The Citadel can be reached by two routes. We have taken the easier one, as the sun is warm and the day is not long enough to take in the steep climb up the 70 metre slope. The drive up takes a few minutes, and is well worth the fee for using the road. The more adventurous, however, climb the St Roch steps, but get some stunning views en route to make them forget the ache in their legs. I was told a tourist toy train also runs in summer and seats cost 5 euros each, but it was too early in the year yet. The early inhabitants used a drawbridge, its mechanism is still in working condition. Operated by weights and pulleys that were installed in 1598, the Porte de France stands testimony to man’s mechanical mind.
The Citadel is quite unlike Indian forts. Past and present mingle here, and as I walk along the cobbled streets, my heels ring out loud and clear, marking every step. Pretty shops line the streets, selling food, ice creams and the boutiques are enticingly decked out with colourful bric a brac and holiday wear. It is a feature that marks many of the historic villages set away from the towns and cities, and is perhaps a way of ensuring they remain alive and vibrant with tourist traffic. Of course, I steer carefully away from the shops; though there are some pretty finds to be discovered, the prices could be a real setback. Incidentally, the coral in these parts is a rich, ruby red. Dodging tourists crowding the shops, I try to reach the wall of the fort. The view beyond beckons. The sea is a silken blue cloth of gold shimmering in the sun. Far away, I can see the Italian coast.
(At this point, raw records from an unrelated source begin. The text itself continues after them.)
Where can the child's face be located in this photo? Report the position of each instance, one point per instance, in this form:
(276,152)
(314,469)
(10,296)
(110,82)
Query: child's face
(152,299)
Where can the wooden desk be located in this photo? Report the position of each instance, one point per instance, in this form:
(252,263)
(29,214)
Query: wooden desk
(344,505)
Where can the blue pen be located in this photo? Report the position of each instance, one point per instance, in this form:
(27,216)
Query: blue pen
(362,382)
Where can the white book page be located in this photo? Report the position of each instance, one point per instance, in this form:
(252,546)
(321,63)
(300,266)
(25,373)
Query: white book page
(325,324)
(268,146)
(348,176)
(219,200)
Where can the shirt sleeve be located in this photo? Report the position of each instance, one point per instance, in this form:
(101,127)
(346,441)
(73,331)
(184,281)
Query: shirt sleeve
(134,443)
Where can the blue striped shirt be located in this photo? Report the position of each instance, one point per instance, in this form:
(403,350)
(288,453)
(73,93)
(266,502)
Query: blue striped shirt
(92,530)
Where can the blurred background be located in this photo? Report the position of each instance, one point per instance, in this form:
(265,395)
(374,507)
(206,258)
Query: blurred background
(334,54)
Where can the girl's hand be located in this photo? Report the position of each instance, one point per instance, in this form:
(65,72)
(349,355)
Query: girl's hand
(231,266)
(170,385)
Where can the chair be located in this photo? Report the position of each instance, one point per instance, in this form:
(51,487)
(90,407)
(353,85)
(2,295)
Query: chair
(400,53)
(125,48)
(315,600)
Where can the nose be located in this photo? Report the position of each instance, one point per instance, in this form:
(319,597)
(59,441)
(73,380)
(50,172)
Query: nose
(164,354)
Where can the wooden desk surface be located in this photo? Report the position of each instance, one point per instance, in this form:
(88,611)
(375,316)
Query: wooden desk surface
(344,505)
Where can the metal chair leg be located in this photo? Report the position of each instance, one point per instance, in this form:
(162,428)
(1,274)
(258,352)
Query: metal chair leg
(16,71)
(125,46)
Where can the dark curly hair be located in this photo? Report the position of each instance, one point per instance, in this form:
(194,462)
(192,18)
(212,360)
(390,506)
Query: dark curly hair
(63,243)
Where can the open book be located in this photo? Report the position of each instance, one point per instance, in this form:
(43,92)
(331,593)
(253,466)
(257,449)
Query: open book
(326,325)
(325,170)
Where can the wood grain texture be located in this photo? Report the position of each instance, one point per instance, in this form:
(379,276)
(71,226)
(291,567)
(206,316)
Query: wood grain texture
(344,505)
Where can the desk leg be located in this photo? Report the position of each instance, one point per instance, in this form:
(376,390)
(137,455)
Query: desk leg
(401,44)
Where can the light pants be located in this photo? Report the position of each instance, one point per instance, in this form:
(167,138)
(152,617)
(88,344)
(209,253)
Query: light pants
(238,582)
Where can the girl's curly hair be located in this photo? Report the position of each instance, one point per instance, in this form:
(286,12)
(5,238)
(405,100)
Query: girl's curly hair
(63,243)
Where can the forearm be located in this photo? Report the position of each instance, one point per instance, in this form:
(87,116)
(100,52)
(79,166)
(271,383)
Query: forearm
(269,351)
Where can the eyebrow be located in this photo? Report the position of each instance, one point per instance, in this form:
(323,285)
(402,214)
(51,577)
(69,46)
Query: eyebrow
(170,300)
I also catch sight of the remnants of the old fortifications, the only part that survived the destruction by French and Turks who joined hands in 1553 to wrest the town from its inhabitants. Wandering into the tiny museum, the Memorial du Passe Bonifacien, I am struck by the reproduction of the prehistoric ‘Dame de Bonifacio’ skeleton and models illustrating some of the town’s history. I am rewarded for my curiosity by the view that the small garden beyond the museum offers.
Then I am at the head of the incredible line of King Aragon steps I have seen while cruising through the waters around the bay. As astounding as the carvings on the limestone cliffs that Nature has created, hollowing out entire caves that boats and small ships can pass in and out of; are these man-made steps along the fort wall, all the way from the top. Astonishing too, is the fact that these can be climbed still.
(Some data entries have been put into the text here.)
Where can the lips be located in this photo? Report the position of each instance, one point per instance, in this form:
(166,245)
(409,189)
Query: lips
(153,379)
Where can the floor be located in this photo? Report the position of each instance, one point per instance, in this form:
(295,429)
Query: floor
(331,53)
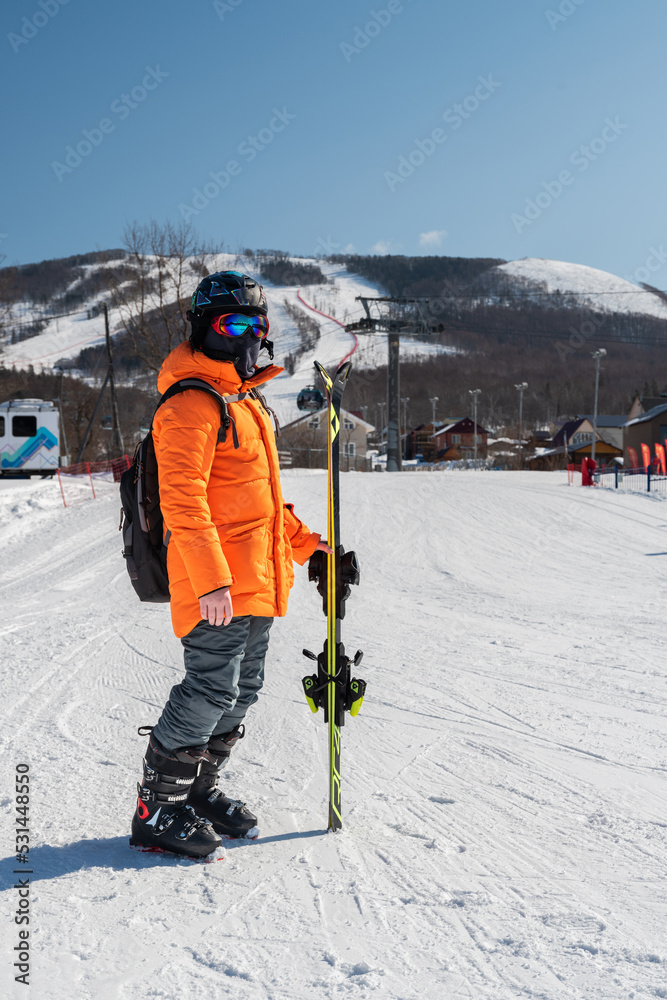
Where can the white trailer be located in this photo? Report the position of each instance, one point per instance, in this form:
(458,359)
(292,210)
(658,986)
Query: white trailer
(29,437)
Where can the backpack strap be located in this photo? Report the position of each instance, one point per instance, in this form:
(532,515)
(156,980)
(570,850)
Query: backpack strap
(226,419)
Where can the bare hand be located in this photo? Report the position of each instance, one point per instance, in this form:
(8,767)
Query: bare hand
(216,607)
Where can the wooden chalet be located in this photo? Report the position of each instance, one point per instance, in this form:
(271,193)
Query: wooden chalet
(457,440)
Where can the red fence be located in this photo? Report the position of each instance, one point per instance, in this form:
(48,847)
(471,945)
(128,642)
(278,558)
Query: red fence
(115,466)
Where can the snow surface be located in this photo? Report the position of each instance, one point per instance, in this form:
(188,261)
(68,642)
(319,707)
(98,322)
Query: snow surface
(597,289)
(504,793)
(65,337)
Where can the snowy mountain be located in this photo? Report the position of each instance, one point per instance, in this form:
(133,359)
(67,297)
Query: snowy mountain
(63,338)
(503,785)
(590,287)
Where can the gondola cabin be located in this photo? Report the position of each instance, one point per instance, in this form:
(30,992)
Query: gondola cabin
(310,399)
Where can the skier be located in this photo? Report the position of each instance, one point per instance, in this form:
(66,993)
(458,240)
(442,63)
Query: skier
(229,557)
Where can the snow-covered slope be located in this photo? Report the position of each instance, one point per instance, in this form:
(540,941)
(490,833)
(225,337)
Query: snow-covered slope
(503,786)
(592,287)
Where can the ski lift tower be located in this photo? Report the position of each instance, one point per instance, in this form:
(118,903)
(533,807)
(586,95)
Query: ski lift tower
(397,317)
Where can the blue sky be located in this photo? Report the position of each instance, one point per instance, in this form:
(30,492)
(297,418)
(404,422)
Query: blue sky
(485,128)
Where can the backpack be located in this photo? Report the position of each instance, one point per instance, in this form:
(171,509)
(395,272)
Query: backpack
(144,541)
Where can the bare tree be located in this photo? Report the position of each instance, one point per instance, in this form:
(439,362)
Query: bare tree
(166,260)
(8,298)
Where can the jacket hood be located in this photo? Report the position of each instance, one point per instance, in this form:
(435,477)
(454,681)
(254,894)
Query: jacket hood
(184,362)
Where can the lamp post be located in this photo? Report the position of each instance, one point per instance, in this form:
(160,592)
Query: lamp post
(521,388)
(597,356)
(475,393)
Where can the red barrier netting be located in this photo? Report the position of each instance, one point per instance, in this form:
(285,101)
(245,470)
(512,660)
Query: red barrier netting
(76,481)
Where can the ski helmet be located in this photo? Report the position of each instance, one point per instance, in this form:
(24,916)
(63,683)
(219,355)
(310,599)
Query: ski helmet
(224,292)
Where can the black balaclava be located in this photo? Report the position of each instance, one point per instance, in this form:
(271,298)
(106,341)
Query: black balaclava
(242,351)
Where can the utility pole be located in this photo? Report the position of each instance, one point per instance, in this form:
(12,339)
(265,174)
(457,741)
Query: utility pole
(405,400)
(475,393)
(394,463)
(521,388)
(597,356)
(116,436)
(382,406)
(63,450)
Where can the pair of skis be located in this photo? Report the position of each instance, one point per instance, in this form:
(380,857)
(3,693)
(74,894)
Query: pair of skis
(333,688)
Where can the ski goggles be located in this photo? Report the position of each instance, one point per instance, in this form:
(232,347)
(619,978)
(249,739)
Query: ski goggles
(236,325)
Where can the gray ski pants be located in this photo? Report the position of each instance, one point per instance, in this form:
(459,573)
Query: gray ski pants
(224,672)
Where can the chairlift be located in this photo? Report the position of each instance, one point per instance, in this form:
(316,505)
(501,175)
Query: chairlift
(310,399)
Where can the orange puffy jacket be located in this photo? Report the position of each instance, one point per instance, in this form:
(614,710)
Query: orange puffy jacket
(223,505)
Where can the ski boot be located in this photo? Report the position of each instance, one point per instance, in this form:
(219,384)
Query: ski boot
(162,819)
(229,817)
Once used to access the sweet water pond at the bottom, the steps must have been a treacherous trip for women carrying water up to the fort. Today I join the many brave-hearted as we test our legs on the steps, as the wind threatens to blow us off! A pretty boat, sails unfurled, stands watching us, making a perfect photo op.
Passing the round, stone tower that has stood tall since the citadal was first built, we drive off to visit a cemetery.
Also worth the walk was the Rue des Deux Empereurs, the main road used by the Genoese when they occupied the fort. Tourists throng the street clicking pictures, and I realise that these houses had housed emperors. Charles V and Napolean I had occupied houses on this road, and though one cannot wander through them, plaques outside are good photo souvenirs to carry back.
I am informed by our guide, Henri de Rocca-Serra, who organises tours from India to his native Corsica that the arched alleys form aqueducts to collect rainwater, to supplement the water that had to be carried in from below.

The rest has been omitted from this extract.